Now that the Travers is done, and Forte's more than slightly disappointing run in it is being digested, it's an apt moment in the horse's career to examine his style and predilections as he has shown them in this third year of life. The reason that this is such a good opportunity is that the superbly talented athlete, himself, is at a fork in the road when we could fairly say his award-winning trainer, Todd Pletcher and his owners are taking the time to think about the next steps.

It's axiomatic in training horses that a trainer will take careful, small steps before building up to place this or that larger challenge in front of any athlete in his or her care. It's about figuring out who that racer is. The last thing anybody in racing wants to do is to waste time and energy training a sprinter for the Belmont, or vice versa, attempting to put a budding Seattle Slew in a mile sprint.

And yet: Forte was perfectly positioned for the Travers. His win in the Jim Dandy with blinkers on seemed just the ticket, and the proof everybody was looking for that he had at last settled down and found himself again, after a long lapse since his stellar runs during his second year.
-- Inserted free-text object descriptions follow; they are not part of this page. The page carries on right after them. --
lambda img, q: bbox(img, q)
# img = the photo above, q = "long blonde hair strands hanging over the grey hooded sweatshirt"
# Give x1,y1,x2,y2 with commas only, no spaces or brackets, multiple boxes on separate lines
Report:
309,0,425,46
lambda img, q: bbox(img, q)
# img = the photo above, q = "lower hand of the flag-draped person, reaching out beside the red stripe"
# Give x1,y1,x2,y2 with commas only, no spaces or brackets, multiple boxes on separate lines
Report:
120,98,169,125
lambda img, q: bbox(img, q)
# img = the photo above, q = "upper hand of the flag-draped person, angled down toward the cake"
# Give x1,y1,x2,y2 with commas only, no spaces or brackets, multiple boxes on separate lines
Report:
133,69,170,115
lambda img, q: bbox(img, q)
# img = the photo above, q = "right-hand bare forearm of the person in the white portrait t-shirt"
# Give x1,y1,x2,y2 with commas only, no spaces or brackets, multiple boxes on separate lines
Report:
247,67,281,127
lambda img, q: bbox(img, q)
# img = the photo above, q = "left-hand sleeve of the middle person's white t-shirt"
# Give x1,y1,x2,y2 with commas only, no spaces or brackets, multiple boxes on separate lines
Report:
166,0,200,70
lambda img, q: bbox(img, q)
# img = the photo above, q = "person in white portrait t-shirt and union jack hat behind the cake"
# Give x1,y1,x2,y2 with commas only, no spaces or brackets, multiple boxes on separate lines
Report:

In Forte's case, we do now know that, although he had been training quite well at Saratoga, he seemed not to like the somewhat muddy track presented to him by the Travers, and there are several reasons that can be in play for that. First, Forte's running style: The horse has a way of leaving himself too much to do in the last furlongs, as he did in the Belmont, though his bounce back to place in that very long, tough race was admirably strong. But his stamina is not the point here, rather, it's what happens to any horse that is not a front runner on a muddy track, and that is that they get pelted in the face and chest with all manner of mudballs thrown up by the horses blasting through the slop in front of them. Some horses it bothers, and some it doesn’t. It bothered Forte.